3/10
The movie is unadulterated cornpone
2 March 2022
Warning: Spoilers
It's a baseball romantic drama set in the late 1930s, and is "based on" the experience of Monty Stratton, a pitcher for the Chicago White Sox whose career was cut short by a hunting accident that resulted in the amputation of his leg.

Monty Stratton (James Stewart) was a big (6' 5") Texas country boy working the family cotton farm with his mother (Agnes Moorehead) after his father died. An ex-major-league catcher, Barney Wile (Frank Morgan) happens to see Stratton pitch in a local game and believes he has the stuff to be a big-league pitcher. Wile wrangles a try-out with the Chicago White Sox. Stratton impresses enough to get a contract and has a brief tour in the majors. He meets Ethel (June Allyson) and they marry.

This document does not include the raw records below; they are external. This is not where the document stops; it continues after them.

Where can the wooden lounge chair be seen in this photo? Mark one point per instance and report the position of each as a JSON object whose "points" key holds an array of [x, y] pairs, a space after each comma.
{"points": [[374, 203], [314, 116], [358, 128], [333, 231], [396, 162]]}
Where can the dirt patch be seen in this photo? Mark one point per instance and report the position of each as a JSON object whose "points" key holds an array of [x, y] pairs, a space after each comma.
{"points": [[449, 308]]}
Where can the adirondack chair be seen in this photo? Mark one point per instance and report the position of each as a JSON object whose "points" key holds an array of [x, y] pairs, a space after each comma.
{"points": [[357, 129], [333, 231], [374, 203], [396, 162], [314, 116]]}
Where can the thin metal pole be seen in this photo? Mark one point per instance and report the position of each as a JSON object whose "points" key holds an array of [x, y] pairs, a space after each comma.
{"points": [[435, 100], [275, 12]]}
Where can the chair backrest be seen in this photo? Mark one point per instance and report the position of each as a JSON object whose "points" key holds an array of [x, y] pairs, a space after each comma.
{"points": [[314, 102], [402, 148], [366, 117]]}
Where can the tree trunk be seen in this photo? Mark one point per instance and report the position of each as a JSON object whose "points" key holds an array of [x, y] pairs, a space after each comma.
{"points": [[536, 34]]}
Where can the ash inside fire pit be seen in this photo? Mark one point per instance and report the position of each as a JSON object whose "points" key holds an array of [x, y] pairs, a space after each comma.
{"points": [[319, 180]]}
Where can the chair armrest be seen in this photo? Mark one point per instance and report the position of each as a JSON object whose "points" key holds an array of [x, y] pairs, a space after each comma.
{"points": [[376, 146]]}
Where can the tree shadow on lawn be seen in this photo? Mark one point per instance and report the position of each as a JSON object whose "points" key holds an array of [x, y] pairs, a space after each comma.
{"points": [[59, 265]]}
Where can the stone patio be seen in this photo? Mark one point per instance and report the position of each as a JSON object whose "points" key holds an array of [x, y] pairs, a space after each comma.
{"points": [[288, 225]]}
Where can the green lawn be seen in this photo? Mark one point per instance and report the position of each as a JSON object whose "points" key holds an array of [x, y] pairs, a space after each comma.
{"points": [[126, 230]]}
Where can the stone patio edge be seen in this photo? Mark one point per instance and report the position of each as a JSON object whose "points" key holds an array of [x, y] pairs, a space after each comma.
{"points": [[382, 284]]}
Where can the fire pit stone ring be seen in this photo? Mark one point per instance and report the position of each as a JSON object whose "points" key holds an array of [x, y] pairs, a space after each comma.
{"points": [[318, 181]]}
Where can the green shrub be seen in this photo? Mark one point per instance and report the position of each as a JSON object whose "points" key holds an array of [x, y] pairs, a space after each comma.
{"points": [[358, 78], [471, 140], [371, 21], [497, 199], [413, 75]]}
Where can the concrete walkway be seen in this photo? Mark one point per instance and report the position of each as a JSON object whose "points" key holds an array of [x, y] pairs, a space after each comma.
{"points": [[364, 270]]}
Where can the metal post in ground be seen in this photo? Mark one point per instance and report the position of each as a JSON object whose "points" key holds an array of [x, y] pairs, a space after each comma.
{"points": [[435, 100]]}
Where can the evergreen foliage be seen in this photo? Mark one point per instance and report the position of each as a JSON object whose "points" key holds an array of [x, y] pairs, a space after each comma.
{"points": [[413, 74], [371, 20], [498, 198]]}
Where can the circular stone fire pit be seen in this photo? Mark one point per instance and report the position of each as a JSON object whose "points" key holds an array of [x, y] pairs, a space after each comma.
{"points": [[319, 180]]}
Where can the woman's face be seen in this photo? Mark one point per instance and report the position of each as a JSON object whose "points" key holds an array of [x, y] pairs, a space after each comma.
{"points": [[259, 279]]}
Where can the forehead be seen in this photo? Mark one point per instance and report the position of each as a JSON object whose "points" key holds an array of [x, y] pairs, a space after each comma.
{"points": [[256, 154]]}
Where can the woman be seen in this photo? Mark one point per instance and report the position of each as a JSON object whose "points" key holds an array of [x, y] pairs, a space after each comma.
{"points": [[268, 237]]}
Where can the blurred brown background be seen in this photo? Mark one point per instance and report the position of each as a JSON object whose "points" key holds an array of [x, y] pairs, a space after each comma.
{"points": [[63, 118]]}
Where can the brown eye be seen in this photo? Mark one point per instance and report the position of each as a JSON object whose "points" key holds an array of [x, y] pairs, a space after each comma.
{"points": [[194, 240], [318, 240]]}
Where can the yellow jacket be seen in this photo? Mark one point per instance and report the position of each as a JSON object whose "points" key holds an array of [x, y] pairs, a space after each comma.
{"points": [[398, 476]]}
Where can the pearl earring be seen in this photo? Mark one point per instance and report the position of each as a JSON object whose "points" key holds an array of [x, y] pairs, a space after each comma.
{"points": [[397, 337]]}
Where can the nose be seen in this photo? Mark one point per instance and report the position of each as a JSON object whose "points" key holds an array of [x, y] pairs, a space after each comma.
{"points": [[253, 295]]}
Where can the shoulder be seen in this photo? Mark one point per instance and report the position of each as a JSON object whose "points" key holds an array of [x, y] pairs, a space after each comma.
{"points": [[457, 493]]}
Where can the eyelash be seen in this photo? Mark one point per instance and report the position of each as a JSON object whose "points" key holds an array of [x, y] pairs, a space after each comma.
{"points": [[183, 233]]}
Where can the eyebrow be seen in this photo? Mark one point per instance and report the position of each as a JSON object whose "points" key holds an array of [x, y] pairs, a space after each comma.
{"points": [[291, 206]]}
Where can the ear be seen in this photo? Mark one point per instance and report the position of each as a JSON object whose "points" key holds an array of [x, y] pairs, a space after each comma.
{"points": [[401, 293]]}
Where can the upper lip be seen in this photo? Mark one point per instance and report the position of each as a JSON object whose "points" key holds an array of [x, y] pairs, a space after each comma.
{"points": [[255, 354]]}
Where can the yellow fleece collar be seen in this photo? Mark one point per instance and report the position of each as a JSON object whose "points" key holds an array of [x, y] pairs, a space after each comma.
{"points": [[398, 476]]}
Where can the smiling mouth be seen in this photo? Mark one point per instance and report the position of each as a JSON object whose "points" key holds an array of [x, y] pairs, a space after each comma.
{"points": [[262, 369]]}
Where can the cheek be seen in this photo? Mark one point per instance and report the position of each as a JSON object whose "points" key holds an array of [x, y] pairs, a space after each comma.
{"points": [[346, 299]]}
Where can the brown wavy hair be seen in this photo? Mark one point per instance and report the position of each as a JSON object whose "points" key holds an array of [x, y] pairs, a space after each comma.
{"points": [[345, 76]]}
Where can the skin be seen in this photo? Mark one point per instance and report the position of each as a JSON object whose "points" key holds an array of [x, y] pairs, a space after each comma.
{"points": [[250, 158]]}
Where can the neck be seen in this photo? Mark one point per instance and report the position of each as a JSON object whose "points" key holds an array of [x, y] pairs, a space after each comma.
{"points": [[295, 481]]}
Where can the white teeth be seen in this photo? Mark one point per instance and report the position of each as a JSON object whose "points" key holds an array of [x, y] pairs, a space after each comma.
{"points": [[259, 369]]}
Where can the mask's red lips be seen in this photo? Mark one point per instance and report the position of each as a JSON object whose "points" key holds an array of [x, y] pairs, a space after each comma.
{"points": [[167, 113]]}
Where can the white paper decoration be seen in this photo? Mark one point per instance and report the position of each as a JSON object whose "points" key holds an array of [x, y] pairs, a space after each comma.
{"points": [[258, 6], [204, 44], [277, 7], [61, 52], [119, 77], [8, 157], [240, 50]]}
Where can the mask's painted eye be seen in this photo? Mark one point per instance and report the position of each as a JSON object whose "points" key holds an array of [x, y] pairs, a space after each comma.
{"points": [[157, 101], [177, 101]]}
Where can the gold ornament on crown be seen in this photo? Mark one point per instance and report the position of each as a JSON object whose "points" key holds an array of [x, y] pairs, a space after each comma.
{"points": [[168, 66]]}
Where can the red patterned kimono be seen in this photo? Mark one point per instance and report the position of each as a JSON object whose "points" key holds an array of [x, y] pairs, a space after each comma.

Stratton's career goes well for two years, but the accident knocks him for an emotional loop that takes a while to bounce back from. He finally tries a prosthetic leg and teaches himself to pitch again after a fashion. The film closes with Stratton appearing in a semi-pro all-star game.

The movie is unadulterated cornpone that is just another 1940s romance that has little relationship to reality. Most of the baseball images are mediocre, and the dialogue is brimming with clichés. Stewart is his "aw-shucks" worst and June Allyson is overly saccharine.

In real life Stratton did not pitch again until 1946, eight years after his accident. He had two years in the minors (1946 & 1947), with a few additional appearances after the movie came out.